The body of report provides a very high-level look at the company’s diversity make-up, presented attractively in interactive graphs. These graphs allow the reader to tunnel down to diversity breakdowns by role within Apple, such as “tech,” “non-tech,” “retail,” and “leadership.”
What the numbers show is that Apple has a somewhat more diverse workforce than its competitors. For example, Blacks make up eight percent of Apple’s workforce, compared with 3.4 percent of Microsoft’s workforce, and two percent of Google’s. Similarly, women constitute 31 percent of the Apple workforce compared with 30 percent at Google and 27.5 percent at
Microsoft. Apple claims to have increased the number of female new hires by 35 percent in the past year.
Although women are less well-represented in the technology portion of Apple’s workforce than in other parts of the company, Apple still leads its competitors when it comes the percentage of female technology workers: 22 percent, versus 18 percent for Google and 16.7 percent for Microsoft. Blacks, on the other hand, are nearly as well-represented in technology roles in Apple as they are in the company as a whole: seven percent of tech workers at Apple are Black, just one percentage point lower than the overall Black company average.

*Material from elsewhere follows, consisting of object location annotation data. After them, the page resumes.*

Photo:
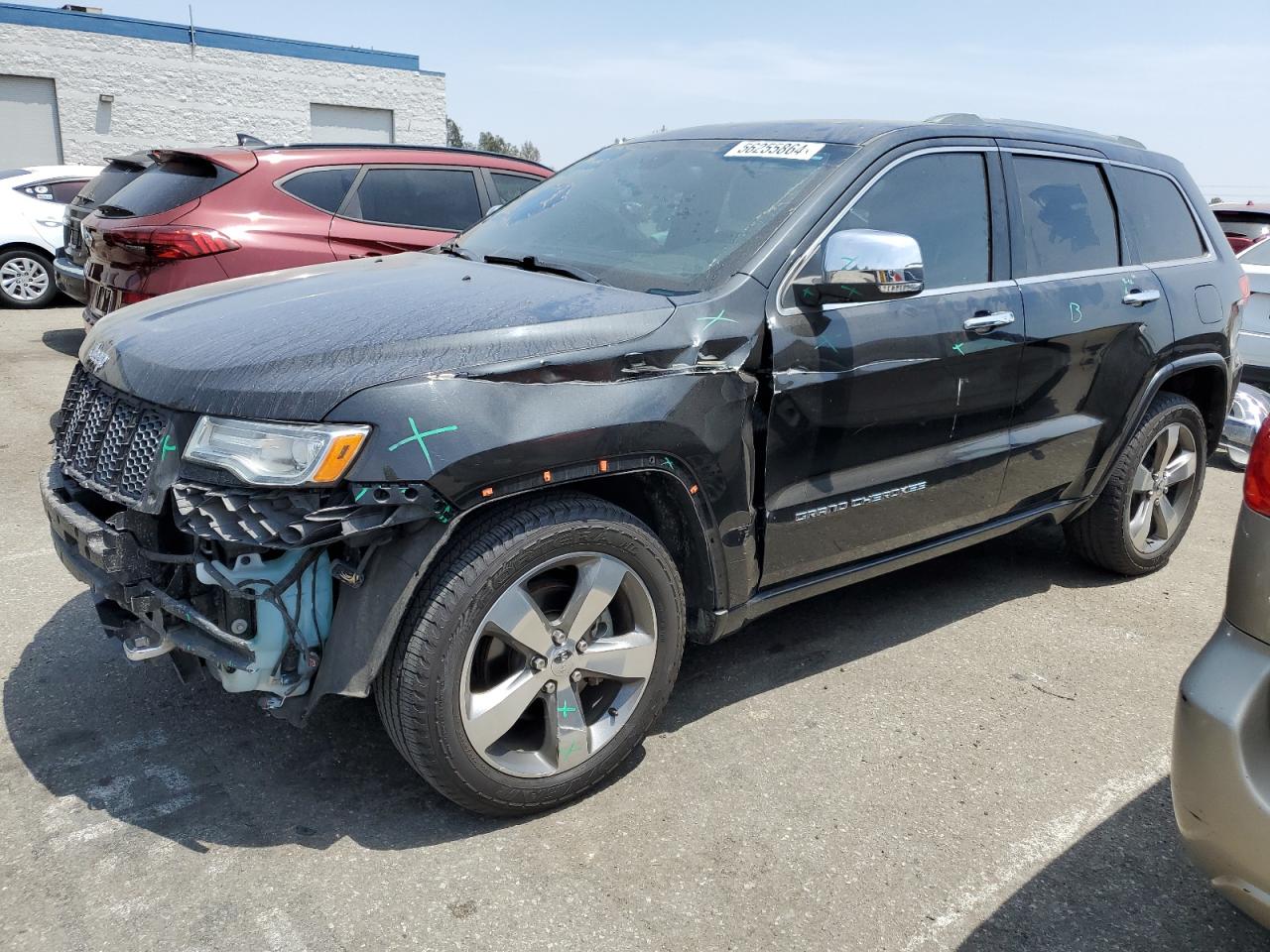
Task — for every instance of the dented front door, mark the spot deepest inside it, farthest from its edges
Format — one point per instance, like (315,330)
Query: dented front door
(888,429)
(890,420)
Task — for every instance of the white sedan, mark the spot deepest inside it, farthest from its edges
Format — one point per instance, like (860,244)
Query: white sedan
(32,202)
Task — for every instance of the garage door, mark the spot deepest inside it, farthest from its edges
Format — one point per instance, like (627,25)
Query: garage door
(28,116)
(349,123)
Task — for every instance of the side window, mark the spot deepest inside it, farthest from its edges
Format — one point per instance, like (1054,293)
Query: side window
(322,188)
(1067,214)
(509,186)
(1155,211)
(425,198)
(942,199)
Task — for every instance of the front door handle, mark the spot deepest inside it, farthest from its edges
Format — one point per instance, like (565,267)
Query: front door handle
(983,322)
(1137,298)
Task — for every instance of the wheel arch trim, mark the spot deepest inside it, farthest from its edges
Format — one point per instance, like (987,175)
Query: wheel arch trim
(1134,417)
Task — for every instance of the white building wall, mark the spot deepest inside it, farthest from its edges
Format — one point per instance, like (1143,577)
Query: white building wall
(171,94)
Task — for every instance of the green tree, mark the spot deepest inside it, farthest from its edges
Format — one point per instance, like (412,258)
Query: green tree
(453,135)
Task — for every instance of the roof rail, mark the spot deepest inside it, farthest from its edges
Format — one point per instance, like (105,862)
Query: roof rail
(956,119)
(395,148)
(971,119)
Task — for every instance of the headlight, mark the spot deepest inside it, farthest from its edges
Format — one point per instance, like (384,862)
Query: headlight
(276,453)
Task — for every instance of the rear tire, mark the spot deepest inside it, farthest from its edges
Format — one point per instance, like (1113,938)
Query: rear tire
(486,692)
(1143,512)
(26,280)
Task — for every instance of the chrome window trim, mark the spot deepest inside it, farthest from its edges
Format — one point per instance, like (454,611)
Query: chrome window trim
(1075,276)
(788,278)
(1209,255)
(935,293)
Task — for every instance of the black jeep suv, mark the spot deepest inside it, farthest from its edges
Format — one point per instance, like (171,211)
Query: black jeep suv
(691,379)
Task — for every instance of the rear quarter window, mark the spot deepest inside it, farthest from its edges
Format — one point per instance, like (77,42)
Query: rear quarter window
(509,186)
(1257,254)
(1157,216)
(417,197)
(321,188)
(1069,222)
(109,180)
(166,185)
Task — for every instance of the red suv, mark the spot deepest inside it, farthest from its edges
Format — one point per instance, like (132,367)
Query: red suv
(206,214)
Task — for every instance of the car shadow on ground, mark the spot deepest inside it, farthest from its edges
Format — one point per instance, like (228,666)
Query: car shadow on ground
(198,766)
(64,341)
(1096,893)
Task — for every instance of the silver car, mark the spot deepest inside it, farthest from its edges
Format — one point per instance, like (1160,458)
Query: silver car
(1255,334)
(1220,775)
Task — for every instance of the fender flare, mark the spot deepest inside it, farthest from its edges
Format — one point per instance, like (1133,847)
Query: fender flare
(1139,411)
(366,620)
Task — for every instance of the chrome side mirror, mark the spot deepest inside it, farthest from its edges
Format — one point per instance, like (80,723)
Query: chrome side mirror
(861,264)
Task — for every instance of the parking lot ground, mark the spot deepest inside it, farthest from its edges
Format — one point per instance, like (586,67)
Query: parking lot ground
(968,754)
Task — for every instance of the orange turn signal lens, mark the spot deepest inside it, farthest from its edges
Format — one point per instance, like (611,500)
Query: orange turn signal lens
(339,456)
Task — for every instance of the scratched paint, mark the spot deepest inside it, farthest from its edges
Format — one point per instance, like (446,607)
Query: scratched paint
(417,436)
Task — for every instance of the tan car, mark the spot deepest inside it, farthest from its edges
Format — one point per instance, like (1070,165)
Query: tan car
(1220,775)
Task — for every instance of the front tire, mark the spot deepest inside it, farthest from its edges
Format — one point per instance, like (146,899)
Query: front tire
(1147,504)
(535,656)
(26,280)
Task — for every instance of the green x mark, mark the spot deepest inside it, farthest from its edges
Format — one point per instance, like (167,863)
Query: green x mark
(711,321)
(420,436)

When it comes to leadership positions at Apple, the percentage of women is also higher than at its competitors: 28 percent at Apple, versus 22 percent at Google and 17.4 percent at Microsoft.
The percentages given in Apple’s report are only one part of the story: the report also summarizes efforts on Apple’s part to increase the diversity of future applicants. For example, to help encourage more diversity among developers, Apple’s 2015 STEM (science, technology, engineering, and math) partners include such groups as Latinos in Information Science and Technology Association (LISTA), National Society of Black Engineers (NSBE), and App Camp for Girls.
In addition, Apple has provided ConnectED grants for 114 schools across 29 states. 92 percent of the students in schools receiving these grants are, according to Apple, of Hispanic, Black, Native American, Alaskan Native, or Asian heritage.
However, as Tim Cook notes in his introduction, “we know there is a lot more work still to be done.” And he is right: women, for example, make up more than half of the United States population, Blacks more than 12 percent, and Hispanics more than 16 percent. Nonetheless, the company has traveled further down the road to diversity than its competitors, and has good reason to be proud of the progress it has made so far.